AquaRoom challenges students to employ analogs of the tools and methods used in hydrological practice to determine the presence, orientation, and flow rates of underground aquifers. Adopting the conceit that a network of aquifers runs beneath their classroom “town,” students:

  • Use portable reading units (tablet computers, suction cup attached with a wire)
  • Drill around the room * Deposit dye into the aquifers
  • Collect samples
  • Read the data in simulated spectrometer
  • Track path, speed, and direction of aquifers

In AquaRoom, learners are invited to imagine that their classroom is a small town within which a new industrial plant is to be built and that they have been asked to recommend a construction site to the town’s mayor.
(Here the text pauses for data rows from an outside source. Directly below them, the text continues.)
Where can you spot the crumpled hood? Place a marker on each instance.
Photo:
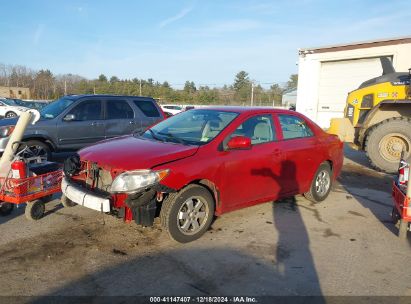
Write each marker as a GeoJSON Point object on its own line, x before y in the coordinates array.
{"type": "Point", "coordinates": [131, 153]}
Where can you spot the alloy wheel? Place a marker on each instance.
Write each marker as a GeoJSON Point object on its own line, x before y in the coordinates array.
{"type": "Point", "coordinates": [192, 215]}
{"type": "Point", "coordinates": [322, 183]}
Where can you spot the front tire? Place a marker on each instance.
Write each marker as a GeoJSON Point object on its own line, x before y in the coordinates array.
{"type": "Point", "coordinates": [386, 141]}
{"type": "Point", "coordinates": [321, 184]}
{"type": "Point", "coordinates": [10, 114]}
{"type": "Point", "coordinates": [36, 148]}
{"type": "Point", "coordinates": [187, 214]}
{"type": "Point", "coordinates": [35, 210]}
{"type": "Point", "coordinates": [66, 202]}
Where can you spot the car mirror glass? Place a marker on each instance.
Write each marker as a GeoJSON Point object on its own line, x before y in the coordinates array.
{"type": "Point", "coordinates": [239, 143]}
{"type": "Point", "coordinates": [69, 117]}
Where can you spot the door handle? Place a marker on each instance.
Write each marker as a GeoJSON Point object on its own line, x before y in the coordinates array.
{"type": "Point", "coordinates": [277, 152]}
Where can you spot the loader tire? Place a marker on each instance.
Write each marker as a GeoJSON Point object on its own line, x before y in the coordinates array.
{"type": "Point", "coordinates": [385, 142]}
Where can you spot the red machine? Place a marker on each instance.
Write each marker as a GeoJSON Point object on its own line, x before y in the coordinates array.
{"type": "Point", "coordinates": [30, 183]}
{"type": "Point", "coordinates": [401, 193]}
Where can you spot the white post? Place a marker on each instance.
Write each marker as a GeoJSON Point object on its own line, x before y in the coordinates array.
{"type": "Point", "coordinates": [8, 155]}
{"type": "Point", "coordinates": [252, 94]}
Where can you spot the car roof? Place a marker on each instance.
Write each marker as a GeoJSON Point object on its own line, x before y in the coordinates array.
{"type": "Point", "coordinates": [105, 95]}
{"type": "Point", "coordinates": [240, 109]}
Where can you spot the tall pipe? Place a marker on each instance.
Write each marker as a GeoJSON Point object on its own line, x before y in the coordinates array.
{"type": "Point", "coordinates": [17, 135]}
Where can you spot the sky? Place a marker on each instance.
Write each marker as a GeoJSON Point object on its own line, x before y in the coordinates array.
{"type": "Point", "coordinates": [205, 41]}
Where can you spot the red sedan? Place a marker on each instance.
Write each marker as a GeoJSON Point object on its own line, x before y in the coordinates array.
{"type": "Point", "coordinates": [202, 163]}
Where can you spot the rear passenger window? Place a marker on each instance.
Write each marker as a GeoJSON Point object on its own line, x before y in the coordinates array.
{"type": "Point", "coordinates": [294, 127]}
{"type": "Point", "coordinates": [119, 109]}
{"type": "Point", "coordinates": [147, 107]}
{"type": "Point", "coordinates": [87, 110]}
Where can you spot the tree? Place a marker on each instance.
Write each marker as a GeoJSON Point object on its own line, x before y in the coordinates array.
{"type": "Point", "coordinates": [292, 82]}
{"type": "Point", "coordinates": [241, 80]}
{"type": "Point", "coordinates": [276, 92]}
{"type": "Point", "coordinates": [114, 79]}
{"type": "Point", "coordinates": [44, 84]}
{"type": "Point", "coordinates": [102, 78]}
{"type": "Point", "coordinates": [242, 87]}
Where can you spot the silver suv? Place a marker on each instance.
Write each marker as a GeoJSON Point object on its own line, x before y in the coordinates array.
{"type": "Point", "coordinates": [75, 121]}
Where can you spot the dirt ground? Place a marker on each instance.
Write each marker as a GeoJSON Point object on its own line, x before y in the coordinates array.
{"type": "Point", "coordinates": [346, 245]}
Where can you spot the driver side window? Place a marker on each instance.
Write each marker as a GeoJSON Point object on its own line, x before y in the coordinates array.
{"type": "Point", "coordinates": [260, 129]}
{"type": "Point", "coordinates": [87, 110]}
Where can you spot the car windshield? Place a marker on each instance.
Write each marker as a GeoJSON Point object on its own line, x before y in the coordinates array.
{"type": "Point", "coordinates": [196, 127]}
{"type": "Point", "coordinates": [54, 109]}
{"type": "Point", "coordinates": [9, 102]}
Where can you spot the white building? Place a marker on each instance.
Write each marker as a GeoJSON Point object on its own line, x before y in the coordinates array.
{"type": "Point", "coordinates": [289, 98]}
{"type": "Point", "coordinates": [327, 74]}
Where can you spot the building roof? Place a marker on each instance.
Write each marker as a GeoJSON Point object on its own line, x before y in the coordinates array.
{"type": "Point", "coordinates": [356, 45]}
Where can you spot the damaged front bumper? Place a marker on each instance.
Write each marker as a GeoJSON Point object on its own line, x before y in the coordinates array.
{"type": "Point", "coordinates": [141, 205]}
{"type": "Point", "coordinates": [84, 197]}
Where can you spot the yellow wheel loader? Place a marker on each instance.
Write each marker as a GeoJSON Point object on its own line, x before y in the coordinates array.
{"type": "Point", "coordinates": [377, 118]}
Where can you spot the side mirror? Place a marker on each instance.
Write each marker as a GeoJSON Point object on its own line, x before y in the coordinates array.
{"type": "Point", "coordinates": [69, 117]}
{"type": "Point", "coordinates": [239, 143]}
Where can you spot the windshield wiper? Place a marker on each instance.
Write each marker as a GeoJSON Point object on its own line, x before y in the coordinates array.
{"type": "Point", "coordinates": [172, 136]}
{"type": "Point", "coordinates": [153, 134]}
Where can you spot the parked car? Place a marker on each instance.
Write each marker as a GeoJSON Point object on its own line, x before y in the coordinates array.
{"type": "Point", "coordinates": [172, 109]}
{"type": "Point", "coordinates": [73, 122]}
{"type": "Point", "coordinates": [9, 108]}
{"type": "Point", "coordinates": [204, 162]}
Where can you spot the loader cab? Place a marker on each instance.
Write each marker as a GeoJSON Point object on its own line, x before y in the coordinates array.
{"type": "Point", "coordinates": [392, 86]}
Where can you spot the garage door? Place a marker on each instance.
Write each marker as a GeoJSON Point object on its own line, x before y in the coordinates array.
{"type": "Point", "coordinates": [337, 78]}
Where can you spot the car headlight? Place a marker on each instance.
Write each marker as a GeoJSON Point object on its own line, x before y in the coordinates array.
{"type": "Point", "coordinates": [6, 131]}
{"type": "Point", "coordinates": [131, 181]}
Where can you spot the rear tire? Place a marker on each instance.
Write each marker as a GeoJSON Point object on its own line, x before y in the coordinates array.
{"type": "Point", "coordinates": [35, 210]}
{"type": "Point", "coordinates": [321, 184]}
{"type": "Point", "coordinates": [6, 208]}
{"type": "Point", "coordinates": [385, 142]}
{"type": "Point", "coordinates": [187, 214]}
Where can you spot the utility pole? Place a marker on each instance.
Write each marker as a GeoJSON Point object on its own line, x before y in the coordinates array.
{"type": "Point", "coordinates": [252, 93]}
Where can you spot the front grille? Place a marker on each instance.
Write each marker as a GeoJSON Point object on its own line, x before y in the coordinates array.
{"type": "Point", "coordinates": [93, 177]}
{"type": "Point", "coordinates": [350, 113]}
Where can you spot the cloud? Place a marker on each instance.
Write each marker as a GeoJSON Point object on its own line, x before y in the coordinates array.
{"type": "Point", "coordinates": [38, 34]}
{"type": "Point", "coordinates": [175, 18]}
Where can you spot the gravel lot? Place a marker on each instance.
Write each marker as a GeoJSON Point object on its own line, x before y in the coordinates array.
{"type": "Point", "coordinates": [346, 245]}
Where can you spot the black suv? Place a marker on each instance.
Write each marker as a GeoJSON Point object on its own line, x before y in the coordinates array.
{"type": "Point", "coordinates": [75, 121]}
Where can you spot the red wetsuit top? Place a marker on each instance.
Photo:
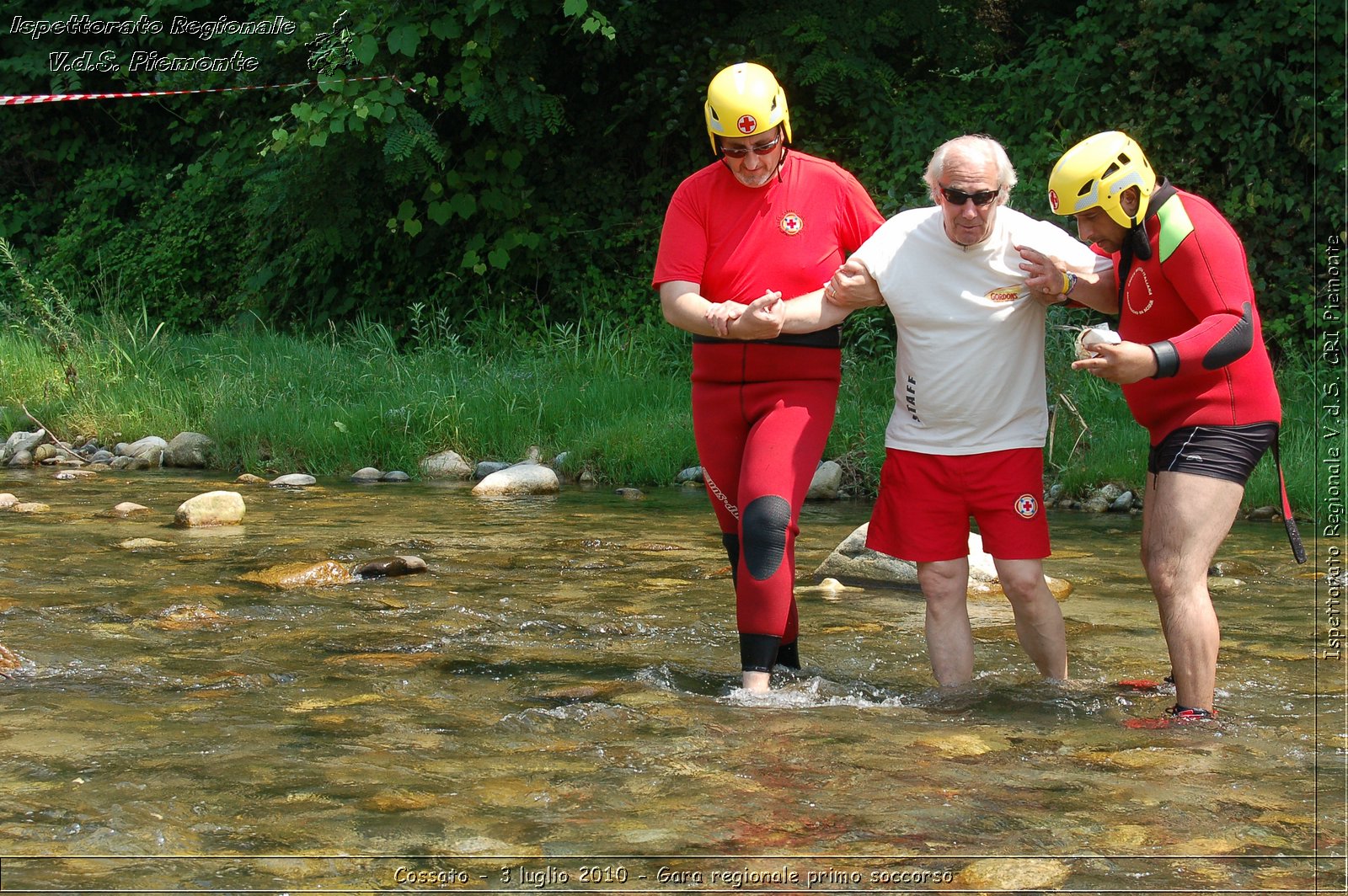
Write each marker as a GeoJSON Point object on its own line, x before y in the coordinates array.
{"type": "Point", "coordinates": [1195, 305]}
{"type": "Point", "coordinates": [789, 235]}
{"type": "Point", "coordinates": [762, 410]}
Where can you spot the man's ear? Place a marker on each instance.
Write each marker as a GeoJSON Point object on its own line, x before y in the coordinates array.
{"type": "Point", "coordinates": [1130, 200]}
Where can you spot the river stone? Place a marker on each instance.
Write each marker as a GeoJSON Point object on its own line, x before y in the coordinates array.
{"type": "Point", "coordinates": [147, 449]}
{"type": "Point", "coordinates": [211, 509]}
{"type": "Point", "coordinates": [522, 478]}
{"type": "Point", "coordinates": [388, 566]}
{"type": "Point", "coordinates": [136, 543]}
{"type": "Point", "coordinates": [1014, 873]}
{"type": "Point", "coordinates": [293, 480]}
{"type": "Point", "coordinates": [181, 617]}
{"type": "Point", "coordinates": [487, 468]}
{"type": "Point", "coordinates": [31, 507]}
{"type": "Point", "coordinates": [10, 662]}
{"type": "Point", "coordinates": [189, 449]}
{"type": "Point", "coordinates": [445, 465]}
{"type": "Point", "coordinates": [289, 576]}
{"type": "Point", "coordinates": [127, 509]}
{"type": "Point", "coordinates": [828, 477]}
{"type": "Point", "coordinates": [22, 442]}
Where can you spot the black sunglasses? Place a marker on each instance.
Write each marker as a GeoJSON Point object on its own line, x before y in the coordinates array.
{"type": "Point", "coordinates": [960, 197]}
{"type": "Point", "coordinates": [739, 152]}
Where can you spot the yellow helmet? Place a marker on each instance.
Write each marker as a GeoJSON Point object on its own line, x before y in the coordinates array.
{"type": "Point", "coordinates": [1096, 172]}
{"type": "Point", "coordinates": [743, 100]}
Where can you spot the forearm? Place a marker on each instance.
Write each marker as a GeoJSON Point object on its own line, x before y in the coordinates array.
{"type": "Point", "coordinates": [685, 307]}
{"type": "Point", "coordinates": [809, 313]}
{"type": "Point", "coordinates": [1094, 290]}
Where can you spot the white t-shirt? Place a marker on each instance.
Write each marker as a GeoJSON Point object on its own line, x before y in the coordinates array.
{"type": "Point", "coordinates": [970, 361]}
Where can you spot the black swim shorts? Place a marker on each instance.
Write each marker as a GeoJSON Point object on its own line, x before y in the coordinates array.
{"type": "Point", "coordinates": [1222, 451]}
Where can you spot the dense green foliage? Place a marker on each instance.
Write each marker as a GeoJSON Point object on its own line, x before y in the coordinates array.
{"type": "Point", "coordinates": [523, 155]}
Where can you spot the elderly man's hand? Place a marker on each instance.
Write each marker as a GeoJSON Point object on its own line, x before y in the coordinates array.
{"type": "Point", "coordinates": [723, 314]}
{"type": "Point", "coordinates": [762, 318]}
{"type": "Point", "coordinates": [1122, 363]}
{"type": "Point", "coordinates": [853, 287]}
{"type": "Point", "coordinates": [1042, 275]}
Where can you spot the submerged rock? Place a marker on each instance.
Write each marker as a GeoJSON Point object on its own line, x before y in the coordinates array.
{"type": "Point", "coordinates": [211, 509]}
{"type": "Point", "coordinates": [522, 478]}
{"type": "Point", "coordinates": [388, 566]}
{"type": "Point", "coordinates": [826, 484]}
{"type": "Point", "coordinates": [127, 509]}
{"type": "Point", "coordinates": [293, 480]}
{"type": "Point", "coordinates": [10, 662]}
{"type": "Point", "coordinates": [289, 576]}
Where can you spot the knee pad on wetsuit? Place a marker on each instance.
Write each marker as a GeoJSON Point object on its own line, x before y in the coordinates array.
{"type": "Point", "coordinates": [765, 523]}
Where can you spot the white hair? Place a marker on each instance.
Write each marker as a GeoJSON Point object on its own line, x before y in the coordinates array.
{"type": "Point", "coordinates": [971, 146]}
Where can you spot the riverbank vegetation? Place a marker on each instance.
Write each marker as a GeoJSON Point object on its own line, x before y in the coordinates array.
{"type": "Point", "coordinates": [612, 395]}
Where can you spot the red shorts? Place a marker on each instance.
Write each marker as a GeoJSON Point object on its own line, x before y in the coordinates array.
{"type": "Point", "coordinates": [927, 500]}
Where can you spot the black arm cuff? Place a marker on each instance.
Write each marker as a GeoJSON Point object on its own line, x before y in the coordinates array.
{"type": "Point", "coordinates": [1168, 359]}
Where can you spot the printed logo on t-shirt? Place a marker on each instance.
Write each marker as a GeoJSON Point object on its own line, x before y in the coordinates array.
{"type": "Point", "coordinates": [1138, 296]}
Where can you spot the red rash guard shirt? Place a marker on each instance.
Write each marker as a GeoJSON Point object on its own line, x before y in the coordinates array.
{"type": "Point", "coordinates": [1193, 302]}
{"type": "Point", "coordinates": [789, 235]}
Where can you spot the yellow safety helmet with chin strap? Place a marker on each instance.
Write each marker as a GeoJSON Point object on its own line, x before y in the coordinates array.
{"type": "Point", "coordinates": [743, 100]}
{"type": "Point", "coordinates": [1096, 172]}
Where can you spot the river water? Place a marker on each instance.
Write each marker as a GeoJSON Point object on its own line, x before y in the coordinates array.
{"type": "Point", "coordinates": [552, 707]}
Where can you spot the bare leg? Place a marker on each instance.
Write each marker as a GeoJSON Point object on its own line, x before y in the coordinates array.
{"type": "Point", "coordinates": [1038, 619]}
{"type": "Point", "coordinates": [757, 682]}
{"type": "Point", "coordinates": [945, 585]}
{"type": "Point", "coordinates": [1185, 519]}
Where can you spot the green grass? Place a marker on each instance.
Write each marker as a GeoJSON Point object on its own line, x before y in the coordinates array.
{"type": "Point", "coordinates": [615, 397]}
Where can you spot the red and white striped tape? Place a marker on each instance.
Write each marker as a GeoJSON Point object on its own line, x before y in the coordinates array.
{"type": "Point", "coordinates": [67, 98]}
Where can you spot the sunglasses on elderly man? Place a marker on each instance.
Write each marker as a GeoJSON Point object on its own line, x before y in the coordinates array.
{"type": "Point", "coordinates": [960, 197]}
{"type": "Point", "coordinates": [739, 152]}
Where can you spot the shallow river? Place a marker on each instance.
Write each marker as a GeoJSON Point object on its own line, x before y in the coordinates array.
{"type": "Point", "coordinates": [552, 707]}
While the plant is portrayed as providing much-needed jobs for the community, there is concern that the caustic chemicals used by the plant could pollute the drinking water, which comes from a series of aquifers running beneath the town. Choosing a construction site farther from the aquifers—or if closer, then at the least downstream so that pollutants would flow away from the town—would help to mitigate that concern. However, no one has ever done a hydrological study to map the topography or directional flow in the town’s aquifers.

AquaRoom: The classroom is a small town situated above a network of aquifers.

Students are asked to construct that map, enacting a simplified version of a method that hydrologists employ in their practice: drilling into the ground to inject dye tracers and retrieve water samples to determine the topography and flow direction of aquifers.